Tunggadewa Mattangkilang Jakarta Globe 19 Apr 12;
Tenggarong, East Kalimantan. Four men were sentenced to eight months in prison on Wednesday for slaughtering protected orangutans on an East Kalimantan palm oil plantation.
The sentences are likely to anger environmental and animal rights groups, which had demanded that the defendants receive the maximum penalty of five years in prison for killing an endangered species.
Imam Muhtarom and Mujianto, who were convicted of carrying out the actual killings, were also fined Rp 20 million ($2,200) each.
Phuah Chuan Hun, the Malaysian national who managed the plantation owned by Khaleda Agroprima Malindo, and his employee, Widiantoro, were convicted of ordering the killings. They were fined Rp 30 million each.
The Tenggarong District Court, which heard the case, ruled that Phuah and Widiantoro hired Imam and Mujiyanto to drive the orangutans from the palm oil plantation.
Imam and Mujiyanto then hunted down the orangutans and shot them with an air rifle.
Most of the orangutans did not die instantly after being shot but were left seriously injured and immobilized, the court heard. The pair then tied up the orangutans and left them to die from blood loss or hunger.
Some of the orangutans were eaten by stray dogs.
Imam and Mujiyanto then showed photographs of the dead animals to Phuah and Widiantoro, who paid the killers Rp 1 million per orangutan. This was on top of a Rp 1.2 monthly salary.
“The defendants deliberately killed and wounded a protected animal,” the presiding judge, Rukman Hadi, said on Wednesday.

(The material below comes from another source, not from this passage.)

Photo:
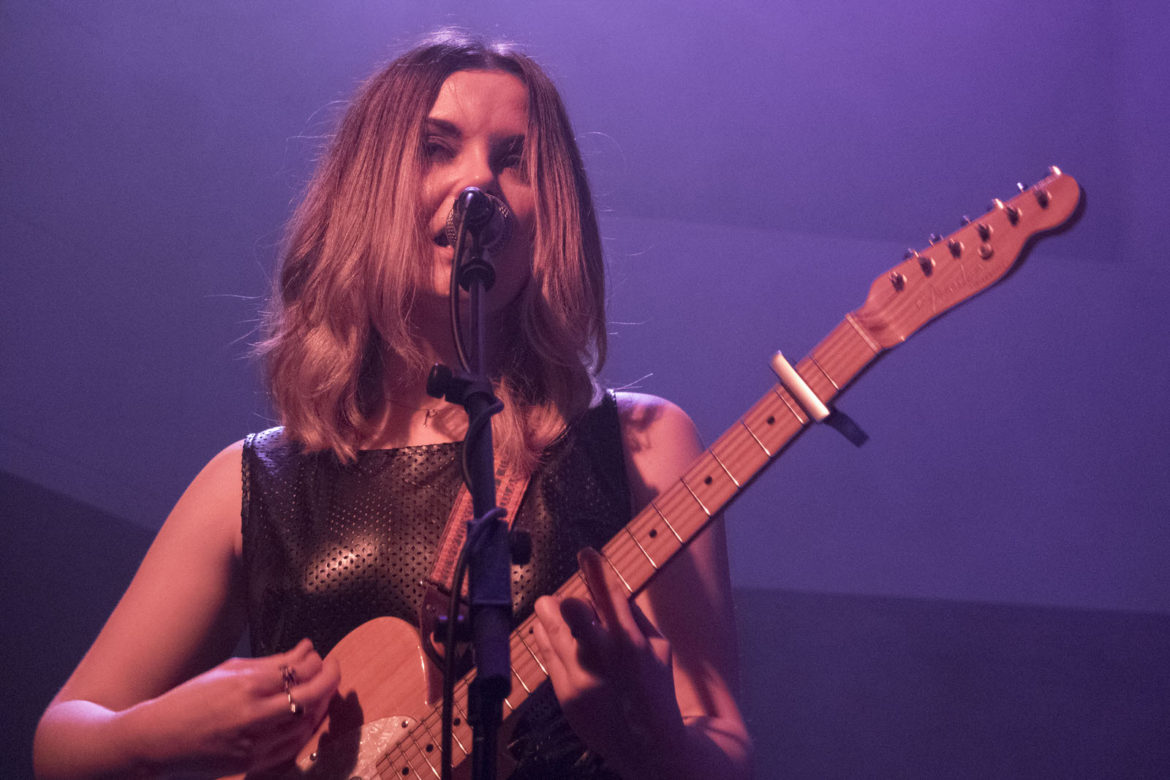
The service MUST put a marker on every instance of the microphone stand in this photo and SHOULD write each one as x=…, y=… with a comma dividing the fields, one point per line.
x=487, y=546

Habiburahman, the defendants’ lawyer, told the court after the sentencing that they needed time to decide whether to appeal to the East Kalimantan High Court.
The police arrested Imam and Mujianto in December after receiving a tip that they had killed orangutans. That led to the arrests of Phuah and Widiantoro.
The four men, police added, killed at least 20 orangutans and other primates in the company’s plantation area.